Art. 213. Constranger alguém, mediante violência ou grave ameaça, a ter conjunção carnal ou a praticar ou permitir que com ele se pratique outro ato libidinoso:

Pena - reclusão, de 6 (seis) a 10 (dez) anos.

§ 1o Se da conduta resulta lesão corporal de natureza grave ou se a vítima é menor de 18 (dezoito) ou maior de 14 (catorze) anos:

Pena - reclusão, de 8 (oito) a 12 (doze) anos.

§ 2o Se da conduta resulta morte:

Pena - reclusão, de 12 (doze) a 30 (trinta) anos. (BRASIL, 1940, p. online)

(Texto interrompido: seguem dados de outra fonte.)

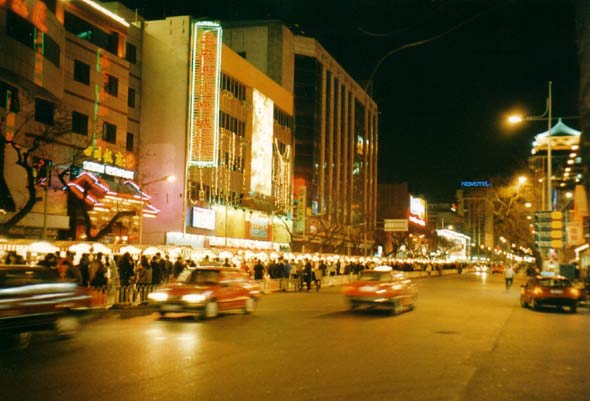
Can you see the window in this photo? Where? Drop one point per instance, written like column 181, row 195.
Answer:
column 131, row 53
column 91, row 33
column 129, row 143
column 79, row 123
column 44, row 111
column 81, row 72
column 109, row 133
column 131, row 98
column 111, row 85
column 8, row 97
column 20, row 29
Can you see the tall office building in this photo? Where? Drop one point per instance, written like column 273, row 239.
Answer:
column 336, row 137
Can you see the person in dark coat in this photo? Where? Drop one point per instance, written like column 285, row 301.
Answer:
column 126, row 268
column 307, row 274
column 258, row 270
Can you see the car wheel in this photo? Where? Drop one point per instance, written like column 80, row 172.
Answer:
column 67, row 326
column 249, row 305
column 23, row 340
column 211, row 310
column 398, row 308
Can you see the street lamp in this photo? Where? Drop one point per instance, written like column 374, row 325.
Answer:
column 516, row 119
column 143, row 185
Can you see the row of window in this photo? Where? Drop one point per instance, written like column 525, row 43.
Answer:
column 22, row 30
column 110, row 83
column 234, row 87
column 232, row 124
column 283, row 118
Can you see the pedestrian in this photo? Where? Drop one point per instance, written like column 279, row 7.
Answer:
column 178, row 266
column 307, row 274
column 258, row 270
column 508, row 276
column 126, row 268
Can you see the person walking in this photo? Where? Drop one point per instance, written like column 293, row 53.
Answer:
column 508, row 276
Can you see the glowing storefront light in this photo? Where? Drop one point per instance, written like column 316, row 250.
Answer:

Assim, comete estupro aquele que constrange alguém, com a utilização do emprego de violência ou grave ameaça, com o fito de lograr êxito na prática de conjunção carnal bem como de ato libidinoso, com a qualificação da pena em caso de resultado de lesão corporal grave a vítima, e quando o ofendido tem entre quatorze e dezessete anos, já que vítimas menores de quatorze anos são abarcadas pela figura do art. 217-A do CP (estupro de vulnerável), e no caso de a ofensa resultar em morte. Não há distinção entre o sexo da vítima, que também poderá ser homem.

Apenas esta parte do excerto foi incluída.